Моя сестра жива, здорова, с семнадцати лет живет в Ленинграде, где стала врачом-педиатром, имеет дочь, защитила кандидатскую диссертацию, теперь — дважды бабушка. Но, оказывается, ничего этого могло и не быть?
Доказательством же того, что все это — не мое детское сновидение, служит фраза, ходившая в нашем доме, пока были живы родители. Вот эта странная фраза: «Я хочу, чтоб она сдохра!» Родители произносили ее с таинственной улыбкой двух старых заговорщиков. У меня же и мысли не было спросить, откуда она взялась. То, что ни мать, ни отец, оба дожив до преклонных лет, об этом драматическом случае нам так и не рассказали, свидетельствует об одном: они болезненно переживали отчуждение, возникшее между мной и сестрой довольно-таки с ранних лет, и не хотели его еще более усугубить.
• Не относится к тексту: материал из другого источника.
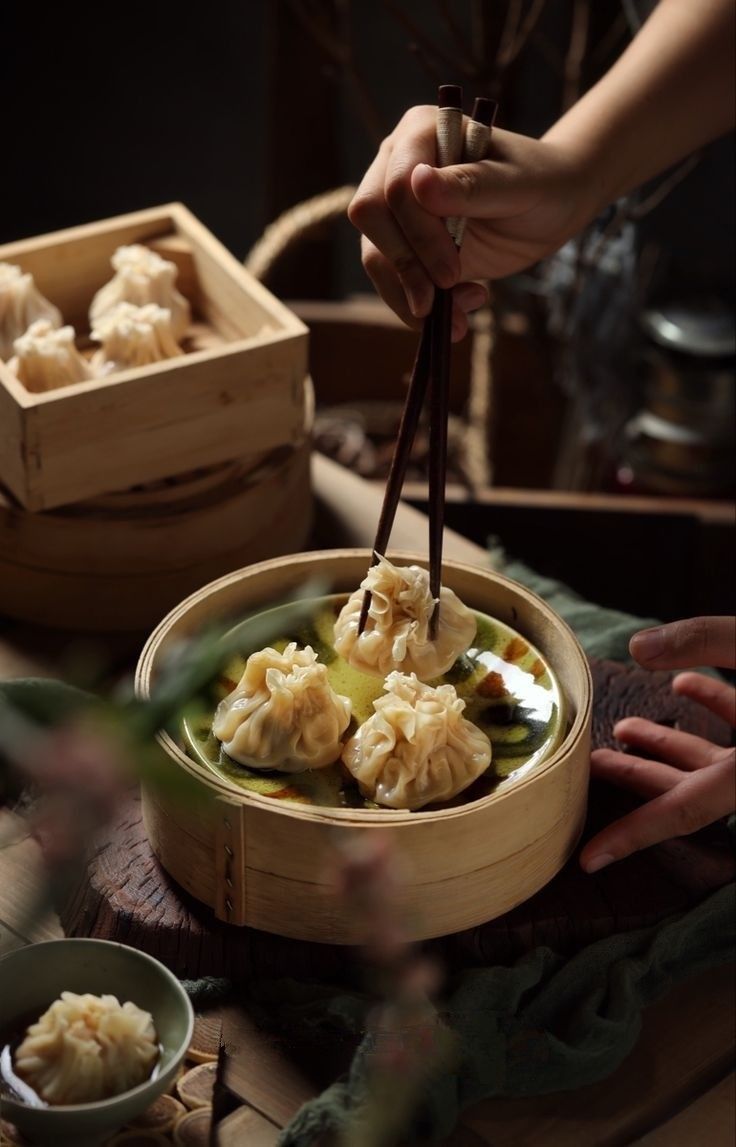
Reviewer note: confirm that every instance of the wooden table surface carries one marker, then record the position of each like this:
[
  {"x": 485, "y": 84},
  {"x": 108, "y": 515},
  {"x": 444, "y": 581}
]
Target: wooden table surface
[{"x": 676, "y": 1089}]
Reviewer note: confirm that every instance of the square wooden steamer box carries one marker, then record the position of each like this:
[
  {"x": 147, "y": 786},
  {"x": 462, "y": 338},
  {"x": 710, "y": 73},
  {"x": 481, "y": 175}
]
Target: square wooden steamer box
[{"x": 241, "y": 393}]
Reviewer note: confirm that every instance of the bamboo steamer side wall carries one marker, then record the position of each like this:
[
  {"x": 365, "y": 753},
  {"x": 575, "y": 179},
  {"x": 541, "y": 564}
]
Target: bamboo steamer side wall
[
  {"x": 460, "y": 866},
  {"x": 120, "y": 562},
  {"x": 237, "y": 390}
]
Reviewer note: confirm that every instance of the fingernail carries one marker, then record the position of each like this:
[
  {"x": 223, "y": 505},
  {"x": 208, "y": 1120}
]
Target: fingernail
[
  {"x": 419, "y": 301},
  {"x": 443, "y": 274},
  {"x": 648, "y": 644}
]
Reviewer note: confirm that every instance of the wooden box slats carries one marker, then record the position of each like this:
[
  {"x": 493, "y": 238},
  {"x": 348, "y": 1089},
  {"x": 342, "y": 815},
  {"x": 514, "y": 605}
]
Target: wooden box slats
[{"x": 241, "y": 393}]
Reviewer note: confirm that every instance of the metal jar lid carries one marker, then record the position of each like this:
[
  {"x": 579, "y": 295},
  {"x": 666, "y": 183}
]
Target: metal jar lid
[{"x": 704, "y": 327}]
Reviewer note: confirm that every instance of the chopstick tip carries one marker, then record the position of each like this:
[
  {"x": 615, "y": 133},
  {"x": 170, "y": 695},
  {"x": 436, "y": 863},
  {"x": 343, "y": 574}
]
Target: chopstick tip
[
  {"x": 449, "y": 95},
  {"x": 484, "y": 110}
]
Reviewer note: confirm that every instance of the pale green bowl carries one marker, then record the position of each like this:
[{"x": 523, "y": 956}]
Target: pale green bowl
[{"x": 32, "y": 977}]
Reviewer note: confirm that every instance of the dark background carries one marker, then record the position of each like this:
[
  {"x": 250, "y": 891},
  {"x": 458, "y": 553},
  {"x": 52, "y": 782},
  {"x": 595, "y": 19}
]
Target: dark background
[{"x": 236, "y": 108}]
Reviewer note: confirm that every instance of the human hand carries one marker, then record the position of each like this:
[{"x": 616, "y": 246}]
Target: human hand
[
  {"x": 693, "y": 781},
  {"x": 522, "y": 203}
]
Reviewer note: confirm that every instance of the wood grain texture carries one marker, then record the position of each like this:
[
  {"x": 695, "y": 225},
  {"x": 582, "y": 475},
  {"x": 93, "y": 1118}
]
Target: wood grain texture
[
  {"x": 122, "y": 561},
  {"x": 130, "y": 897},
  {"x": 243, "y": 396},
  {"x": 455, "y": 860},
  {"x": 711, "y": 1118}
]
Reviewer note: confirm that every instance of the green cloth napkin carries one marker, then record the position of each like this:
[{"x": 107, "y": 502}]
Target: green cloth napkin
[
  {"x": 541, "y": 1025},
  {"x": 601, "y": 632},
  {"x": 546, "y": 1023}
]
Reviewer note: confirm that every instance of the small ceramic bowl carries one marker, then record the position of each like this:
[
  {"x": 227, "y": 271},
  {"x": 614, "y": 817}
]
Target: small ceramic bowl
[{"x": 32, "y": 977}]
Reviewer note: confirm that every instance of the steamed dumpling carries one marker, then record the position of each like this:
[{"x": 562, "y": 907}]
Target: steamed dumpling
[
  {"x": 85, "y": 1048},
  {"x": 142, "y": 277},
  {"x": 46, "y": 358},
  {"x": 417, "y": 748},
  {"x": 397, "y": 631},
  {"x": 21, "y": 304},
  {"x": 133, "y": 336},
  {"x": 283, "y": 714}
]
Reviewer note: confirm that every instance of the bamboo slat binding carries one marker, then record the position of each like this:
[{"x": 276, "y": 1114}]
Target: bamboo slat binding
[{"x": 463, "y": 865}]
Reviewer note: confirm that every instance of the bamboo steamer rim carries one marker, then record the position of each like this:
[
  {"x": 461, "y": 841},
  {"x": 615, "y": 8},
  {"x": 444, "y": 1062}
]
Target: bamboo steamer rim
[{"x": 366, "y": 817}]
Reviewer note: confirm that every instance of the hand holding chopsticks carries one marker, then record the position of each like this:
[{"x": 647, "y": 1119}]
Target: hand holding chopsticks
[{"x": 432, "y": 360}]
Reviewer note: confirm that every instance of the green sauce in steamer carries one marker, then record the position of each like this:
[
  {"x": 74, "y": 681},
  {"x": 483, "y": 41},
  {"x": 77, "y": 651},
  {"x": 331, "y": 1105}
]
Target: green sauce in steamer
[{"x": 507, "y": 686}]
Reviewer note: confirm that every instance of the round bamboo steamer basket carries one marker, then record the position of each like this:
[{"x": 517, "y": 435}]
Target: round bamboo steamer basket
[
  {"x": 265, "y": 864},
  {"x": 122, "y": 561}
]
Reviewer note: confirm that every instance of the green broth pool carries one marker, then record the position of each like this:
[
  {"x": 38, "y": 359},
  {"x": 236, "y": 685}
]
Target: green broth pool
[{"x": 508, "y": 687}]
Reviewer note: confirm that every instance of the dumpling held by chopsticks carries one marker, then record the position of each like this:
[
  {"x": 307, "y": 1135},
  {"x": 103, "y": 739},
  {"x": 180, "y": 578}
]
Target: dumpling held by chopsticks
[{"x": 397, "y": 633}]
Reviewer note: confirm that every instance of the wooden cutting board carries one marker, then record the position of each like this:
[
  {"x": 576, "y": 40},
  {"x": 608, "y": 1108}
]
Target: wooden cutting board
[{"x": 127, "y": 897}]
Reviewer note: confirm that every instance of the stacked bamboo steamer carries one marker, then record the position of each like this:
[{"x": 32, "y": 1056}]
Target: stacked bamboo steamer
[
  {"x": 120, "y": 561},
  {"x": 120, "y": 497}
]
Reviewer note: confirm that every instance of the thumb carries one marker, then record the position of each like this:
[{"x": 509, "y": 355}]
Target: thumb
[
  {"x": 684, "y": 645},
  {"x": 478, "y": 190}
]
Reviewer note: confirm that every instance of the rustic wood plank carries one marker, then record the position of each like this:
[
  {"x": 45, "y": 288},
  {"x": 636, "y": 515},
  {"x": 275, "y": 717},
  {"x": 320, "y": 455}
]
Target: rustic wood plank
[
  {"x": 22, "y": 882},
  {"x": 347, "y": 515},
  {"x": 9, "y": 939},
  {"x": 686, "y": 1045},
  {"x": 247, "y": 1126},
  {"x": 710, "y": 1120},
  {"x": 259, "y": 1071}
]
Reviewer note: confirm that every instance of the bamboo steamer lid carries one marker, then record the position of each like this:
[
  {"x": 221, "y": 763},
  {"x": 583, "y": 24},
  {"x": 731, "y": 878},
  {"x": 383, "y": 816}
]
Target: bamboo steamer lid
[
  {"x": 261, "y": 863},
  {"x": 120, "y": 561}
]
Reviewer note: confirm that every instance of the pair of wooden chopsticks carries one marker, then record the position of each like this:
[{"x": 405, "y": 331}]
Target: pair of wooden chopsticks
[{"x": 431, "y": 365}]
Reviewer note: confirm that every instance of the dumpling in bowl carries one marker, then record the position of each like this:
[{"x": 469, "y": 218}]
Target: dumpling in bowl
[
  {"x": 142, "y": 277},
  {"x": 283, "y": 714},
  {"x": 417, "y": 748},
  {"x": 397, "y": 633},
  {"x": 21, "y": 304},
  {"x": 133, "y": 336},
  {"x": 47, "y": 358},
  {"x": 85, "y": 1048}
]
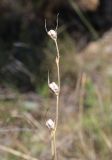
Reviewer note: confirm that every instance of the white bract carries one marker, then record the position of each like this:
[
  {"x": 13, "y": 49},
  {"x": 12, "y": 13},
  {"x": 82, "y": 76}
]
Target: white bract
[
  {"x": 53, "y": 34},
  {"x": 54, "y": 87},
  {"x": 50, "y": 124}
]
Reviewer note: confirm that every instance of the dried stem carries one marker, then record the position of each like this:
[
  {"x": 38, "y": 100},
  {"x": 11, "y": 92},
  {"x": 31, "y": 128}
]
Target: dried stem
[{"x": 53, "y": 35}]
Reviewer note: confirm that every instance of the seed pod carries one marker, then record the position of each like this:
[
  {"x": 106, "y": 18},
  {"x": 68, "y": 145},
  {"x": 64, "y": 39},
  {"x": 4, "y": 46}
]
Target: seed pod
[
  {"x": 50, "y": 124},
  {"x": 54, "y": 87},
  {"x": 53, "y": 34}
]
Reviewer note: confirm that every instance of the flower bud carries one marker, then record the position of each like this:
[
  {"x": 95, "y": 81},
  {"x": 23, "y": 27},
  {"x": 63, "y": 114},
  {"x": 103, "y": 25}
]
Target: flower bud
[
  {"x": 54, "y": 87},
  {"x": 52, "y": 34},
  {"x": 50, "y": 124}
]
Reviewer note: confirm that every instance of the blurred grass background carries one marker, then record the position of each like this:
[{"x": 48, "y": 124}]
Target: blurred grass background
[{"x": 26, "y": 55}]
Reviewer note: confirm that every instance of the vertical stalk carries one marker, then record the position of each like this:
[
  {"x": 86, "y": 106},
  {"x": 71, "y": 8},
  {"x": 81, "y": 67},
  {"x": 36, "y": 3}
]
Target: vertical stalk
[
  {"x": 57, "y": 99},
  {"x": 58, "y": 73}
]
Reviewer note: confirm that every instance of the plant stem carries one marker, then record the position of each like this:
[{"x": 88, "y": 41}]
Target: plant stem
[{"x": 57, "y": 101}]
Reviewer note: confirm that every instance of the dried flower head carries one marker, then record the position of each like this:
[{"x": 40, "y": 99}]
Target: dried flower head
[
  {"x": 53, "y": 34},
  {"x": 50, "y": 124},
  {"x": 54, "y": 87}
]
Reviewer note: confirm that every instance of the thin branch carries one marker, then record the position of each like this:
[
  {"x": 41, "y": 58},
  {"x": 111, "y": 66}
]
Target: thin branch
[
  {"x": 57, "y": 22},
  {"x": 46, "y": 26}
]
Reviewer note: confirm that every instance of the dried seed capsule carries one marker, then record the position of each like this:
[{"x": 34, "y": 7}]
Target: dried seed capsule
[
  {"x": 50, "y": 124},
  {"x": 54, "y": 87},
  {"x": 53, "y": 34}
]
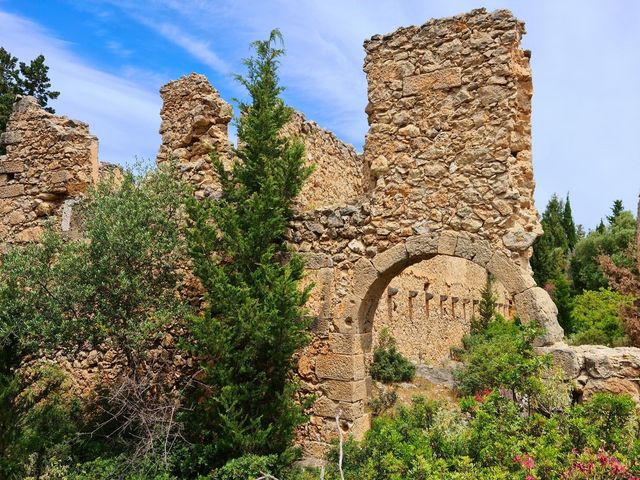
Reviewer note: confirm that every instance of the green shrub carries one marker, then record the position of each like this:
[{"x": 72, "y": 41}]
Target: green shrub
[
  {"x": 389, "y": 365},
  {"x": 117, "y": 284},
  {"x": 495, "y": 440},
  {"x": 385, "y": 401},
  {"x": 502, "y": 357},
  {"x": 596, "y": 318},
  {"x": 247, "y": 467}
]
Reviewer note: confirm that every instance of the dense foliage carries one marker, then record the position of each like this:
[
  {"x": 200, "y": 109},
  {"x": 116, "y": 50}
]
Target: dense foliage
[
  {"x": 491, "y": 439},
  {"x": 254, "y": 321},
  {"x": 22, "y": 79},
  {"x": 575, "y": 267},
  {"x": 502, "y": 357},
  {"x": 389, "y": 365},
  {"x": 115, "y": 287},
  {"x": 597, "y": 317}
]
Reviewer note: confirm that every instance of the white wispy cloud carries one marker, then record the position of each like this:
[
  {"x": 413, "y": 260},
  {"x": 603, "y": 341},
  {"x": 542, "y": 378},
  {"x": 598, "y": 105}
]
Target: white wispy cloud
[
  {"x": 199, "y": 49},
  {"x": 123, "y": 114}
]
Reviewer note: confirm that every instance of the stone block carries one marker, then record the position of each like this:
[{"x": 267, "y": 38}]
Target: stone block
[
  {"x": 11, "y": 166},
  {"x": 8, "y": 191},
  {"x": 536, "y": 304},
  {"x": 347, "y": 391},
  {"x": 316, "y": 261},
  {"x": 439, "y": 80},
  {"x": 514, "y": 279},
  {"x": 346, "y": 313},
  {"x": 360, "y": 426},
  {"x": 325, "y": 407},
  {"x": 30, "y": 234},
  {"x": 335, "y": 366},
  {"x": 422, "y": 245},
  {"x": 484, "y": 252},
  {"x": 394, "y": 257},
  {"x": 465, "y": 247},
  {"x": 312, "y": 449},
  {"x": 564, "y": 356},
  {"x": 10, "y": 137},
  {"x": 364, "y": 275},
  {"x": 350, "y": 344},
  {"x": 447, "y": 243}
]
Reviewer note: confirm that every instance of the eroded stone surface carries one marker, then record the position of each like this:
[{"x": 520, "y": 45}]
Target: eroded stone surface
[{"x": 49, "y": 161}]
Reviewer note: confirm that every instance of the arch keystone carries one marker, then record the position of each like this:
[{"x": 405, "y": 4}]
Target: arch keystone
[
  {"x": 364, "y": 275},
  {"x": 447, "y": 243},
  {"x": 422, "y": 245}
]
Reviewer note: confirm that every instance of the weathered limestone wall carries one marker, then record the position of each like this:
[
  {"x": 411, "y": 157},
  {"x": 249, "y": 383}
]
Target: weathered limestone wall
[
  {"x": 50, "y": 161},
  {"x": 595, "y": 368},
  {"x": 449, "y": 140},
  {"x": 338, "y": 170},
  {"x": 428, "y": 307},
  {"x": 446, "y": 177},
  {"x": 194, "y": 120}
]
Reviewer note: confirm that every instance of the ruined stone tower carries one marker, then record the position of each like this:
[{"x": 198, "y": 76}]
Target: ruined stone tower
[{"x": 446, "y": 174}]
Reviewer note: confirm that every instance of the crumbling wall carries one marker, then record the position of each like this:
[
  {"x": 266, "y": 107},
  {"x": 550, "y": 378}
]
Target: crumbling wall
[
  {"x": 428, "y": 307},
  {"x": 338, "y": 169},
  {"x": 194, "y": 121},
  {"x": 449, "y": 141},
  {"x": 50, "y": 162}
]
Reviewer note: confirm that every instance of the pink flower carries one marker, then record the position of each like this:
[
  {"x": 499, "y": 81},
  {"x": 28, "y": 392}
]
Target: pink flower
[{"x": 526, "y": 461}]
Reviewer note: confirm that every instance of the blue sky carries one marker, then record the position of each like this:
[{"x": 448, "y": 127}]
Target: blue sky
[{"x": 110, "y": 57}]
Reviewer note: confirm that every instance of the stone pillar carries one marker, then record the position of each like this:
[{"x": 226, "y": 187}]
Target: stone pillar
[{"x": 194, "y": 122}]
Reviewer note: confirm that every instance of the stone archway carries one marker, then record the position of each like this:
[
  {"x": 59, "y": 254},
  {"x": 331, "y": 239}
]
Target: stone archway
[
  {"x": 348, "y": 292},
  {"x": 373, "y": 275}
]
Не знаю, чего не было. Только сумы да тюрьмы. Жизнь фактически прожита. По нашему квадрату прицельно бьют, минимум, как лет десять. И вот приблудился, предположим, ко мне черный пудель. Повертелся, обернулся, известное дело, кем, что положено по его ментальности, то мне и посулил — я, в силу собственных атеистическоих убеждений, естественно, не задумавшись, прыгаю ему на загривок — и? Куда дальше? Человек в возрасте хотя бы раз наверняка задавался подобным вопросом: куда устремить свой взор и его копыта? Иными словами: какое мгновение стопорить?
То, что вскоре роль этого супердемона возьмет на себя одна поразительная особа с редким именем Клара, знать, я, конечно, не мог. Но как будто предчувствовал, к ответу готовился. И пункт назначения выбрал твердо.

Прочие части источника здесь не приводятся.